5. Consumer-grade AI Applications

Amazon Web Services (AWS), Azure, and Google Cloud will make low-code and no-code offerings available to everyday people who want to build their own AI applications and deploy them as quickly as possible on a website. We see a shift away from highly technical AI applications professional researchers use and toward lighter, more user-friendly apps aimed at tech-savvy consumers. Non-experts can now build and deploy predictive models using new automated machine learning platforms.

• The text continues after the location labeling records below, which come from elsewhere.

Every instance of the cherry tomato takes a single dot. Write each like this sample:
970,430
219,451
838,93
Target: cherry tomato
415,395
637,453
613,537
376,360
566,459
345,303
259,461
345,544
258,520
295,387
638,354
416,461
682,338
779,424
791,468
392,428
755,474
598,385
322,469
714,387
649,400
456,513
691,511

Platforms hope that, like Microsoft Office and Google Docs, we will soon use various AI applications as part of our daily work.

6. Ubiquitous Digital Assistants Get Smarter

Digital assistants (DAs), such as Siri, Alexa, Google Assistant, and Alibaba’s Tin Mo, use semantic and natural language processing and our data to anticipate what we want or need to do next, sometimes even even even even before we ask. Alibaba’s cutting-edge DA can not only interact with real people but also handle interruptions and open-ended responses with ease.

Like Google Assistant’s Duplex, Tin Mo can make calls for you, but it also understands your intent. If you try to schedule an appointment and say you usually commute in the morning, the system assumes you won’t be available at that time. By 2020, nearly half of Americans will own and use a digital assistant, according to a 2017 Future Today Institute study. (Around 62 percent of Americans now use digital assistants.) Amazon and Google dominate the smart speaker market, but digital assistants can be found in various places. DAs are now tracked and responded to by thousands of applications and gadgets. DAs can be used by news organizations, entertainment companies, marketers, credit card companies, banks, local governments, political campaigns, and many others to both surfaces and deliver critical information.

7. Deepfakes for Fun

Wombo is a lip-syncing app that allows users to turn any photo of someone into a video of them singing. MyHeritage brings old photos to life. Faceswap is a deepfake app powered by TensorFlow, Keras, and Python that is free and open-source. Deep Art Effects creates stylized art from images using desktop and mobile apps. Reface is a face swapping app that morphs your face into celebrity bodies and generates GIFs for social media sharing. Jiggy is a deepfake who can make anyone dance. For the time being, they all produce images and GIFs that appear to have been manipulated—but with technology becoming so accessible, how long before we can’t tell real from the fake?

8. Personal Digital Twins

Several startups are developing programmable platforms to learn from you and represent you online via personal digital twins. The annual Spring Festival Gala broadcast by China’s state broadcaster (CCTV) in 2021 featured performances by synthesized celebrities. The AI copies mimicked their human counterparts without pre-scripted behaviors, speeches, or routines in front of an estimated billion people. Replika, on the other hand, is a programmable digital twin that you can give to your friends. Molly, a Y Combinator-backed startup, uses text to answer questions. Digital twins for professionals in various fields, including health and education, maybe available shortly.